June 6th, 2018
Livingston, New Jersey. Asian American Coalition for Education (AACE) denounces New York Mayor de Blasio’s proposal to phase out the Specialized High School Admissions Test (SHSAT) as politically motivated, unconstitutional, and unjust. De Blasio also plans to reallocate 20% of the admission quotas for lower performing students from lower-income families. This act of de facto racial balancing violates the Civil Rights Act of 1964, the 1978 U.S. Supreme Court rulings against use of racial quota, as well as the New York State Constitution (Article 1, Section 11). It is also a gross cover-up for his administration’s failures to improve educational quality for New York’s black and Latino communities.
Established by the Hecht-Calandra Act, SHSAT has been used since 1971 by New York’s high-performing high schools to recruit talents. It is a fair and effective yardstick to select competitive and diverse student bodies. Currently, over 60% of the students at schools using SHSAT come from a family qualifying under federal anti-poverty guidelines for free and subsidized lunch and over 70% are minorities. By contrast, schools that use multiple admission standards, as proposed by de Blasio, are far less diverse, pooling only one third of students from low-income families and 60% racial minorities.
De Blasio claim of “monumental injustice (done to) black and Latino students” is baseless. In the 1990s, two decades after SHSAT’s adoption, African American students were well represented at these schools. During the 1994-1995 academic year, their enrollments were 11.8% and 37.3% at Bronx Science and Brooklyn Technical, respectively. For a host of reasons unrelated to SHSAT, their ratios dropped to 3.6% and 7.6% during 2016-2017. Notably, under de Blasio’s watch, math and English proficiency rates among black and Latino students from grades 3 through 8 are less than 50% of performance levels among Asian and Caucasian American students. It is not SHSAT, but Mr. de Blasio who failed the black and Latino students in New York City!
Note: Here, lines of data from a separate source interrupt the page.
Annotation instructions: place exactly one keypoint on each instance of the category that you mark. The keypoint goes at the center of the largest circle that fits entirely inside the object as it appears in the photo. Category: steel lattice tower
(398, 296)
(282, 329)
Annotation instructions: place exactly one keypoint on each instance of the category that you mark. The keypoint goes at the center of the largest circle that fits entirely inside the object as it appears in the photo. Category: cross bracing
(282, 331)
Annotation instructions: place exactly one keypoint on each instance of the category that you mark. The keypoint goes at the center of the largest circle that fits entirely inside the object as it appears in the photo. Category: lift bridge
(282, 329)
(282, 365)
The chronic declines of black and Latino enrollments, both in absolute and relative terms, reflect broader deficiencies and deteriorations in the city’s public school system. As mayor, De Blasio should take a major responsibility and address these root causes rather than attacking SHSAT and hardworking Asian American students, many of whom come from disadvantaged backgrounds. Instead, his so-called diversity bill is merely an act of racial balancing, with grave ramifications for the city’s diverse population. Aside from its unconstitutional nature and expected ineffectiveness, this politically charged move exacerbates racial tensions by favoring selected groups against others on inconsistent and nontransparent admission standards. It is also a practice of race-based, discriminatory affirmative action that unfairly hurts the prospects of Asian American students as political scapegoats.
AACE calls upon the New York State legislature to reject Bill A10427A and De Blasio’s divisive act to undermine the fair, effective and merit-based admissions system adopted by New York’s specialized high schools.
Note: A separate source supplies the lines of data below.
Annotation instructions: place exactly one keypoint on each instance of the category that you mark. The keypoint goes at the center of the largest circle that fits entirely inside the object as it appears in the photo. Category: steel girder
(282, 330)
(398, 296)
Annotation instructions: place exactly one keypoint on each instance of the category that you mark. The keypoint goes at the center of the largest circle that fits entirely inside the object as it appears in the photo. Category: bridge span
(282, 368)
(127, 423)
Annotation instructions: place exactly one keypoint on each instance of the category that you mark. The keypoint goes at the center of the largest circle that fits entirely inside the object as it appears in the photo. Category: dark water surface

Mr. Yukong Zhao, the President of AACE said: “De Balsio’s proposal is just another attempt by cowardly politicians to use racial balancing to cover up their devastating failures in providing basic education to black and Hispanic children. Regrettably, they always use hardworking Asian American children as their scapegoat. We shall not allow this practice to prevail. It will not only take away admission slots from qualified children, but also reinforce damages and injustices inflicted on black and Hispanic students by concealing the very fact that De Blasio has failed them in K-8 education.”
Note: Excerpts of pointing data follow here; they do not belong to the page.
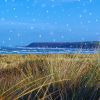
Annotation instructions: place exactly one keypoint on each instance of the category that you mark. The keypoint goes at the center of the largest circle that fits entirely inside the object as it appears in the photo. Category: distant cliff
(86, 45)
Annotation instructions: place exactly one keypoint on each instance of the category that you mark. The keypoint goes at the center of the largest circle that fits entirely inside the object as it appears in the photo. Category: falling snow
(29, 18)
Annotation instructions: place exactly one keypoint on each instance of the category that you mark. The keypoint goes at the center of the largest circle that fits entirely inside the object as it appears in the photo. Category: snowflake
(40, 36)
(9, 38)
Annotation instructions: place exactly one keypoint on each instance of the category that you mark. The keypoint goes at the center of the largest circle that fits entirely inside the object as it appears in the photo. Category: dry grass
(50, 77)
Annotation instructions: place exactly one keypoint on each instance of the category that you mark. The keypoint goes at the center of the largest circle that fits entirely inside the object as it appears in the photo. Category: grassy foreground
(50, 77)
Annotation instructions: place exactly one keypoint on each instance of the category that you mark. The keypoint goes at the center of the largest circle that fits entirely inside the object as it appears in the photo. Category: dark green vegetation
(50, 77)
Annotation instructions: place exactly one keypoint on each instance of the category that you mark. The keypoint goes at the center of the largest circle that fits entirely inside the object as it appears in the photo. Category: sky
(26, 21)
MEDIA CONTACT: Mr. Raymond Wong, telephone: (646) 853-0928, email: [email protected]
About the AACE: www.asianamericanforeducation.org
The Asian American Coalition for Education (“AACE”) is a non-political, non-profit, national organization devoted to promoting equal rights for Asian-Americans in education and education-related activities. It is a grass-roots organization established by Asian-American parents. In May 2015, the founders of AACE united more than 60 Asian-American organizations to file a complaint with the Department of Justice and the Department of Education regarding Harvard University’s discriminatory treatment of Asian American applicants. It was one of the largest joint actions ever taken by Asian American organizations in pursuit of equal education rights and is currently under the investigation by the U.S. Department of Justice.